W. Francis McBeth (March 9, 1933—January 6, 2012)

Born in Ropesville, Texas at a time when the Panhandle town had fewer than 400 residents, William Francis McBeth’s career as a composer, conductor, and music educator eventually took him all around the world and exerted a strong influence on wind ensemble composition through the last half of the 20 th century. He attended Irving High School, in Irving, Texas, where he met his wife, Mary Sue White, while both were members of the Irving Tiger Band. McBeth did his undergraduate work at Hardin-Simmons University in Abilene, Texas, and graduate work at the University of Texas—Austin, where he studied under Clifton Williams.

From 1957 until his retirement in 1996, McBeth served as Professor of Music and Resident Composer at Ouachita Baptist University in Arkadelphia, Arkansas. While there he continued to compose as well as serving as the conductor for the Arkansas Symphony Orchestra in Little
Rock. In 1962 he conducted the Arkansas All-State Band, which included a tenor saxophone player named Bill Clinton.

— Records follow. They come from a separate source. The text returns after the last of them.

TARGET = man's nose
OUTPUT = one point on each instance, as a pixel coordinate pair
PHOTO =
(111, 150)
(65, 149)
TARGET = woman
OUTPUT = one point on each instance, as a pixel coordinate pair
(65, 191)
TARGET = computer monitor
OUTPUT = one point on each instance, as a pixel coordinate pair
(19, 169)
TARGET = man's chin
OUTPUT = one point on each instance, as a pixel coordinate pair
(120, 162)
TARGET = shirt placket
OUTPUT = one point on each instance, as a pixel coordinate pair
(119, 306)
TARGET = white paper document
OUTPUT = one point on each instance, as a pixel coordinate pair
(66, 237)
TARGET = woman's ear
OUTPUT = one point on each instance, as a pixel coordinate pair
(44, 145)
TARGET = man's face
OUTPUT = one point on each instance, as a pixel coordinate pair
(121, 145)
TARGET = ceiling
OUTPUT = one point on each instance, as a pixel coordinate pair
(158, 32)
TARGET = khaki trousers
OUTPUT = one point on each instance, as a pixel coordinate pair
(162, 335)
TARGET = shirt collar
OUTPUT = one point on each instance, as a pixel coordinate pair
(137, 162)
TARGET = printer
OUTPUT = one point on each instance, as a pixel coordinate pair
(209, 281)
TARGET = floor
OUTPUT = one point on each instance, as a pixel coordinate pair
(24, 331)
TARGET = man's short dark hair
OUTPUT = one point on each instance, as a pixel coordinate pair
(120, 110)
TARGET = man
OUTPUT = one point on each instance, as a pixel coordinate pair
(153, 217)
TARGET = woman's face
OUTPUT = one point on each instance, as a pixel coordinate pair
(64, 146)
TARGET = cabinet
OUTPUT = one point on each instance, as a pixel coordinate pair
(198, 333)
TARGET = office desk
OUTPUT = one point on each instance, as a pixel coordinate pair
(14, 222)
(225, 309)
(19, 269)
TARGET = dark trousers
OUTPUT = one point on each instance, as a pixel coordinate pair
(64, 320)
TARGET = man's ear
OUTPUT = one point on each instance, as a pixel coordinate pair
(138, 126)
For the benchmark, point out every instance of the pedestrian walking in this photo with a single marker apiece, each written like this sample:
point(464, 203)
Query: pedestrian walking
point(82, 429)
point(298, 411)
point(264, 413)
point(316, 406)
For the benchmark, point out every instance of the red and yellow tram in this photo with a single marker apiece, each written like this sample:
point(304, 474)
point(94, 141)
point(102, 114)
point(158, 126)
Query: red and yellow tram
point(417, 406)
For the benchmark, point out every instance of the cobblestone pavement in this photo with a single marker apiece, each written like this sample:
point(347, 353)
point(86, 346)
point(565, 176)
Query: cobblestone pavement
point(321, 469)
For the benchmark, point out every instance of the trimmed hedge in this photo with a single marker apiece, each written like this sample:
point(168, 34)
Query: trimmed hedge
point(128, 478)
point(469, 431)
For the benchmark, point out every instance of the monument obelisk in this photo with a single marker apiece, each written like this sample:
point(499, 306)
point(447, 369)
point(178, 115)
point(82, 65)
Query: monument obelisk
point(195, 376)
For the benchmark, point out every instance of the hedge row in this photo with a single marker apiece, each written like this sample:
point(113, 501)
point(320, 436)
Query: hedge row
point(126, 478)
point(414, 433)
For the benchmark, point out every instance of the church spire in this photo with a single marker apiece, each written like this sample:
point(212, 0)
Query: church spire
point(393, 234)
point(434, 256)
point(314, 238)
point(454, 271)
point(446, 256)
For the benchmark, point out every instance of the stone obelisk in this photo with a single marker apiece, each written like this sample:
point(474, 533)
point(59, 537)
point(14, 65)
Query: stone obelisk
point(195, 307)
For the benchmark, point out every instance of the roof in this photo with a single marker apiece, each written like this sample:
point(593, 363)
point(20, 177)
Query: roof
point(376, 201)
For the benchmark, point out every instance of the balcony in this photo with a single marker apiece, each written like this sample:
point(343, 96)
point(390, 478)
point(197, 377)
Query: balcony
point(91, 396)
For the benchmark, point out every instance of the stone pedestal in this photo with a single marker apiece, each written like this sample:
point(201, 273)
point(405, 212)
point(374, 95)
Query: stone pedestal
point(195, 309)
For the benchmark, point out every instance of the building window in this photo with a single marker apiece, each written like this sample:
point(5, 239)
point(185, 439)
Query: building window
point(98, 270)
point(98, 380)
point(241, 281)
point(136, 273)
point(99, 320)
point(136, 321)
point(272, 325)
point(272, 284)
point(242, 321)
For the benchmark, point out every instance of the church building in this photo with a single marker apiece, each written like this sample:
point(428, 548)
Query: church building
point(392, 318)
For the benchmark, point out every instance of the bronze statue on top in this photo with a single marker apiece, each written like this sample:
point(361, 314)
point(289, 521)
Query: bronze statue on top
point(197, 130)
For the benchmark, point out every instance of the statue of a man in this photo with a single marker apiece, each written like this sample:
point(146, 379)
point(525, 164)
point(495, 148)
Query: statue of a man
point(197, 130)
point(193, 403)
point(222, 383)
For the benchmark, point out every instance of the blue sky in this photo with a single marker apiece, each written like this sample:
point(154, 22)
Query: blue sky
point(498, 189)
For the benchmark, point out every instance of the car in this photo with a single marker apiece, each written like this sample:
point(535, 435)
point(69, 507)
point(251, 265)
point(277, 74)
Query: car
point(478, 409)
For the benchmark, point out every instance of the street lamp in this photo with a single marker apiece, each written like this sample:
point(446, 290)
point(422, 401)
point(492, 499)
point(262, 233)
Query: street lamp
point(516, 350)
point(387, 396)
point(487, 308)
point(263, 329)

Wine from these Grapes was written in 1992, on a commission from Kim Campbell, Founder and Executive Director of the Dallas Winds, to honor that ensemble’s founding conductor, Howard Dunn. Dunn died of cancer in 1991. Campbell explained the title of the work, taken
from a poem by Edna St. Vincent Millay, by saying:

The title is taken from a collection of poems and sonnets by Edna St. Vincent Millay. The title was chosen because of the superior teaching and leadership of Howard Dunn. The wine from his grapes are the students and the great musical legacy that he left.

Clifton Williams (March 26, 1923—February 12, 1976)

James Clifton Williams, Jr. was born in Traskwood, Arkansas, got his bachelor’s degree in music from Louisiana State University, and his master’s degree from the Eastman School of Music. At Eastman, one of his composition teachers, Howard Hanson, suggested Williams focus on writing for wind ensemble, as more ensembles would perform his music and he would reach a much larger audience than if he wrote only for orchestra.

After service in the United States Army Air Corps during World War II, Williams joined the composition department at the University of Texas—Austin School of Music in 1949. He remained there until 1966. W. Francis McBeth was one of his composition students.

Somewhere around 1963 or 1964 the Minnie Stevens Piper Foundation commissioned Williams to write a suite of symphonic dances to mark the San Antonio Symphony Orchestra’s 25th anniversary, to be celebrated during their 1964-65 season. Williams wrote five dances in all, of which “Fiesta!” is the third. He quickly transcribed the orchestra version for band, and it has remained a challenging favorite for bands of all ages ever since. The Dallas Winds included Symphonic Dance No. 3: Fiesta! on its 1990 recording, Fiesta!, with Howard Dunn conducting.

Peter Meechan (January 1980)

The music of Canadian-based British composer Peter Meechan has been commissioned, recorded, broadcast, and performed by some of the world’s leading wind orchestras, brass bands, conductors and soloists, including: “The President’s Own” United States Marine Band, Dallas Symphony Orchestra, The Band of the Coldstream Guards, Jens Lindemann, Ryan Anthony, and the BBC Concert Orchestra.

Meechan said Song of Hope:

…is dedicated to my good friend Ryan Anthony and his charity, Cancer Blows – a foundation set up to raise awareness and money to further the research that has helped give their family a hope for a future following Ryan’s diagnosis of Multiple Myeloma. Upon hearing the middle movement (simply titled “Song”) of my cornet concerto, Milestone, Ryan asked me if I could change the end from its current reflective ending to something more uplifting, and to title it Song of Hope, giving it much more meaning than I could have ever imagined.